The most famous station is the Enoshima Electric Railway's (commonly known as Enoden) Kamakura Kokomae station. There is a famous railroad crossing that appears in the opening of the anime Slam Dunk here, and it is visited by anime fans from all over the world.
The Kamakura Museum of Literature is fashionable and displays manuscripts of poets, as well as a variety of books. Roses bloom in spring and autumn, and the collaboration with the Western-style building from Japan's early Showa period is incredibly photogenic.
Shichirigahama Beach is popular among yacht and windsurfing enthusiasts, and Koshigoe beach is also popular during the sea bathing season. Wakaenoshima, the oldest harbor construction site, is also a place that history buffs should visit at least once. Furthermore, the natural beauty created by wave erosion on the western side of the Miura Peninsula is currently attracting attention.
For the Best Food in Kamakura, Head to Komachi-Dori!
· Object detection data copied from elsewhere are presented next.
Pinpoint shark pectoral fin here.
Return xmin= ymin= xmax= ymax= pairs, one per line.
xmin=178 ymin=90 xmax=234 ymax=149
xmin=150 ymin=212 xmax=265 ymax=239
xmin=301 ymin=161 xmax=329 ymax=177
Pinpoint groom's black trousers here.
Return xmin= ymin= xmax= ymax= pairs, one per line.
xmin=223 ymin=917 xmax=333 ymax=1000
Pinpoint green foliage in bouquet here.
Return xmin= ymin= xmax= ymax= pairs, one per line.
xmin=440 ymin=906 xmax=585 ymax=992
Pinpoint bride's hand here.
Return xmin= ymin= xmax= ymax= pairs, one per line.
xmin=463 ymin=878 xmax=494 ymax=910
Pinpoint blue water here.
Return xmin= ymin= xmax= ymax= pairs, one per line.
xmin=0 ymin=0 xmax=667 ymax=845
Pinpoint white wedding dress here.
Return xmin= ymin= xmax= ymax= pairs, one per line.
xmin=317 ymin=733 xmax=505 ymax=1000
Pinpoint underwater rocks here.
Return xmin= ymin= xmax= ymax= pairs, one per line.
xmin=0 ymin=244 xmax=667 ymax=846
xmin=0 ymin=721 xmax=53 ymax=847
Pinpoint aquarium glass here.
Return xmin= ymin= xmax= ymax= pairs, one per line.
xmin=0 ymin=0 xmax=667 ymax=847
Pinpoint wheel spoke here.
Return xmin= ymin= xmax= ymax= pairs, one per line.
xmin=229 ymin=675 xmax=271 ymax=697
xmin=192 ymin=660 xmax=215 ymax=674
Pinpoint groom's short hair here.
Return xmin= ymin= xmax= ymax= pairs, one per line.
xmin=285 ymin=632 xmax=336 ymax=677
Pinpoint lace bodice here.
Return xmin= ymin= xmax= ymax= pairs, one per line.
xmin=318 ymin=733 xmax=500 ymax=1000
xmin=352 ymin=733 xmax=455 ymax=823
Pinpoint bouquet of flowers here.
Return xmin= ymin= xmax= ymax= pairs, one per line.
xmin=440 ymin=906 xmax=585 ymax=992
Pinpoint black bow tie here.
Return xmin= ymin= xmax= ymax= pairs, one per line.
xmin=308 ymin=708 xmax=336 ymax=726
If you want to enjoy some delicious food, head over to Komachi Street. There are many restaurants and cafes, where you can enjoy whitebait dishes and dishes using vegetables grown in Kamakura, as well as do some souvenir shopping. Also, at the beginning of October each year, Oktoberfest is held. You can experience a slice of German culture with refreshing beer, food stalls, and exciting stage performances.
At the Kanagawa Prefectural Ofuna Botanical Garden, visitors can enjoy the nature of each season, including plum blossoms, cherry blossoms, and autumn leaves.
Summary – Power Spots in Kamakura, a Place of Prayer
Have you seen the video of Kamakura, the Land of Prayer? Kamakura, an ancient city with a long history, is actually creating opportunities for regional revitalization with a unique business model called "Machi no Coin."
Kamakura City has a population of approximately 173,000 and is visited by approximately 7.38 million tourists annually. You can also explore the historical and cultural town on foot or rent a bicycle. There are also many hiking courses with different attractions and levels for people of all experience levels. If you get tired, you can take a rest at a hot spring inn too.
How about recharging your mind and body in a wonderful city with history, culture, and power spots?